Perspektiven

Braucht man Alternative Investments? Eine Einordnung für langfristig denkende Anleger

Viele Investoren fragen sich: Muss ich wirklich in Private Equity, Venture Capital, Kunst oder Kryptowährungen investieren – oder reicht ein gut diversifiziertes ETF-Portfolio? Besonders für vermögende Familien und die junge Generation, die ein Vermögen über Jahrzehnte erhalten und vermehren wollen, stellt sich diese Frage mit besonderem Nachdruck.

Was sind alternative Investments?

Alternative Investments umfassen alle Anlageformen, die nicht zu den klassischen Kategorien Aktien, Anleihen oder Cash gehören.

Somit ist die Vielfalt sehr hoch und Pauschalaussagen zu den jeweiligen Optionen schwer zu treffen.
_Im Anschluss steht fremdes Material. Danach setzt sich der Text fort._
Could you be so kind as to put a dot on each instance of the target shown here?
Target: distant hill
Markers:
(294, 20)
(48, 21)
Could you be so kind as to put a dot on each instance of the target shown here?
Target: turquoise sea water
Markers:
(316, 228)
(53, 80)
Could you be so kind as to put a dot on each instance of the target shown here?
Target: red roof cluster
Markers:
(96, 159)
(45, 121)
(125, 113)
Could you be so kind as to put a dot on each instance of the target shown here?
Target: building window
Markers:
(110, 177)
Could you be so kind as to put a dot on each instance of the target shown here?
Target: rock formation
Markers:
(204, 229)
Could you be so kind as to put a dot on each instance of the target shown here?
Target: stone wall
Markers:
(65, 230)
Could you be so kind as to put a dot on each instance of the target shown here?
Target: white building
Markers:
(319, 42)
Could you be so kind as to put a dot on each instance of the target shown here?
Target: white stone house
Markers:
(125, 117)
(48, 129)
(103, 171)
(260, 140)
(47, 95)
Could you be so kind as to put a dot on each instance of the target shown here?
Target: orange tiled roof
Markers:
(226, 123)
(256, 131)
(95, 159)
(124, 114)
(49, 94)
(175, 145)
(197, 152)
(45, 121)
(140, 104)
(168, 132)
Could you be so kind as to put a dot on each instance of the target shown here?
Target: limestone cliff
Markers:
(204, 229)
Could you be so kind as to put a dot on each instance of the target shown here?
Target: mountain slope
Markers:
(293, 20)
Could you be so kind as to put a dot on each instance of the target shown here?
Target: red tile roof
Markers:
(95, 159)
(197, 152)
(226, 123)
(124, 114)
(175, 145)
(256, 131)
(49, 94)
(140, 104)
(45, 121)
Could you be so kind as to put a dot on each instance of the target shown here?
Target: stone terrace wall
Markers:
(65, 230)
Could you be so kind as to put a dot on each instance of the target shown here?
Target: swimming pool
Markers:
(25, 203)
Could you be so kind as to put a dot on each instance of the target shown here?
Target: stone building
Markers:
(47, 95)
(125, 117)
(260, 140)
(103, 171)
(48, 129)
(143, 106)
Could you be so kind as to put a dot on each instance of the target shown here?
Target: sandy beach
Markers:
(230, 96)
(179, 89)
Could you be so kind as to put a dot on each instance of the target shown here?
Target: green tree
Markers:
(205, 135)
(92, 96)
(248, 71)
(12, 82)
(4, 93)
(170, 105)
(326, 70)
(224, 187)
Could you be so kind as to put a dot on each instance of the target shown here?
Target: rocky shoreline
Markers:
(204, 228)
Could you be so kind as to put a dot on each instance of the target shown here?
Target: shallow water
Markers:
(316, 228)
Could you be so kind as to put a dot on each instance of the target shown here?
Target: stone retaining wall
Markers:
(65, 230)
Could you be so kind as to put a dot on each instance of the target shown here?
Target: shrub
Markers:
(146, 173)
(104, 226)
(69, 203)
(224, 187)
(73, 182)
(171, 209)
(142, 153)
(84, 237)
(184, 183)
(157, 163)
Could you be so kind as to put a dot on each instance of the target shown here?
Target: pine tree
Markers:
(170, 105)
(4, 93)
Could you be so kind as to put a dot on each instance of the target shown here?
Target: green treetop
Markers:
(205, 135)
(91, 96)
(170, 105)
Auch die Einteilung in Oberbegriffen ist nicht immer ganz trennscharf. Will man dies dennoch versuchen, so könnte man die Alternative Assets wie folgt einteilen:

  • Private Markets (Privat Equity, VC, Private Debt)
  • Real Assets (Infrastruktur, Immobilien, Land- und Forstwirtschaft)
  • Digitale Assets (Bitcoin)
  • Sachwerte/Collectibles (Kunst, Oldtimer, Uhren)
  • Spezialstrategien (Prozessfinanzierung oder Carbon Credits) unterteilen.

Diese Anlagen zeichnen sich häufig durch Illiquidität, geringere Regulierung und die Notwendigkeit besonderer Managementfähigkeiten aus. Der Zugang ist oft exklusiv, etwa durch hohe Mindestinvestments oder spezialisierte Netzwerke.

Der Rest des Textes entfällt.